Federal agents, however, have been captured on video blocks away from the courthouse arresting protesters—allegedly without identifying themselves, in some cases. Those actions have drawn a national outcry and swelled the number of protesters participating in nightly demonstrations in the city from hundreds to thousands. Oregon’s attorney general and the American Civil Liberties Union have launched multiple lawsuits alleging federal officers are exceeding their constitutional authority in Portland. Inspectors general at DHS and the Justice Department have launched investigations into federal actions in the city.

Brown and Portland Mayor Ted Wheeler say protests in the city are largely peaceful but that the feds are worsening the situation. “These federal officers have acted as an occupying force, refused accountability, and brought violence and strife to our community,” Brown said Wednesday. 

The federal agents, decked out in military fatigues, have by almost all accounts intensified the situation in the city. Many demonstrators say they took to the streets in Portland to protest the federal presence there. Some people have reportedly thrown fireworks, bottles, and other objects at officers. “A number of federal officers have been injured, including one severely burned by a mortar-style firework and three who have suffered serious eye injuries and may be permanently blind,” Attorney General Bill Barr told the House Judiciary Committee Tuesday.

Federal agents, for their part, have used tear gas, pepper spray, and “crowd-control munitions” on demonstrators. Earlier this month, a federal agent fired an impact munition that fractured a protester’s skull. 

Brown said that Oregon state police will replace the CBP and ICE agents in assisting a “limited contingent of Federal Protective Service” officers, who are permanently stationed in the city and will remain. It’s not clear exactly how many federal agents are currently involved. The Oregonian reported Wednesday that 114 officers from CBP and the US Marshals Service have been deployed around the courthouse. Brown did not say if the Marshals, who are part of the Justice Department, will also leave Portland.

Wolf confirmed in a statement Wednesday that the feds had reached an agreement with Brown on “a joint plan to end the violent activity in Portland” that included state police replacing DHS personnel in local law enforcement activity.

But Wolf, who has struck a confrontational stance toward elected officials in Portland, claimed DHS agents would only leave once “the violent activity toward our federal facilities ends. We are not removing any law enforcement while our facilities and law enforcement remain under attack.”

Trump went even further. “They either clean out their city and do it right, or we’re gonna have to do it for them,” he told reporters on Wednesday.

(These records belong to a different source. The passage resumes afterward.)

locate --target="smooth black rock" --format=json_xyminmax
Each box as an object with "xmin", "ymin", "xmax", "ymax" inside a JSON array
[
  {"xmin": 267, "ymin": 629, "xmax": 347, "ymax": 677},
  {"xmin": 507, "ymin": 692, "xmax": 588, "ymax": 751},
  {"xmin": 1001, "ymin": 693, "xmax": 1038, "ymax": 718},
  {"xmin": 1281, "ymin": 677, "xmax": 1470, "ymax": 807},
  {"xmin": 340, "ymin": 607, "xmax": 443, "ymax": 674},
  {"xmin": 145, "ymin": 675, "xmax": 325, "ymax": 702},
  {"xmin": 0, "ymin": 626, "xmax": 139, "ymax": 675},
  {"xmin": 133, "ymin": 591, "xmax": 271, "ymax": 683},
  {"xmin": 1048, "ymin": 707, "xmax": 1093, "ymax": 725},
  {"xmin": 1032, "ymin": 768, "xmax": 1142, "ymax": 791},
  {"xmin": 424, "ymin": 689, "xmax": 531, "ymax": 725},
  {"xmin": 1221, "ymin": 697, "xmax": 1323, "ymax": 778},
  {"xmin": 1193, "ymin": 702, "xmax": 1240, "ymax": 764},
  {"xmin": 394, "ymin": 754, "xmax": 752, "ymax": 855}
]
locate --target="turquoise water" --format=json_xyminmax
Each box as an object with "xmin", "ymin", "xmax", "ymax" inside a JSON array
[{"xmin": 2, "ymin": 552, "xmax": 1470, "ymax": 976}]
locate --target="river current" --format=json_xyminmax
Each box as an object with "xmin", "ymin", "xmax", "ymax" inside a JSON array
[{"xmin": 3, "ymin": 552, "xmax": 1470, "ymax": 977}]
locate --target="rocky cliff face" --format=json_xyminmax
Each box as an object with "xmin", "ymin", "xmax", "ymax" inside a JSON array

Trump’s reelection campaign has touted his deployment of federal officers to various US cities, a bet that his supposed crackdown on cities he falsely depicts as lawless will play well politically. On Wednesday even as feds agreed to pull back in Portland, the Justice Department announced an expansion of “Operation Legend”—an effort supposedly aimed at using federal agents to combat local violent crime—to cities in three swing states: Detroit, Milwaukee, and Cleveland. The DOJ had previously announced a “surge” of agents in Kansas City, Chicago, and Albuquerque to fight crime there.

In his testimony Tuesday, Barr defended Operation Legend and the federal deployment to Portland. Asked if he had talked to the president about how the federal deployments might help Trump’s reelection campaign, Barr refused to answer.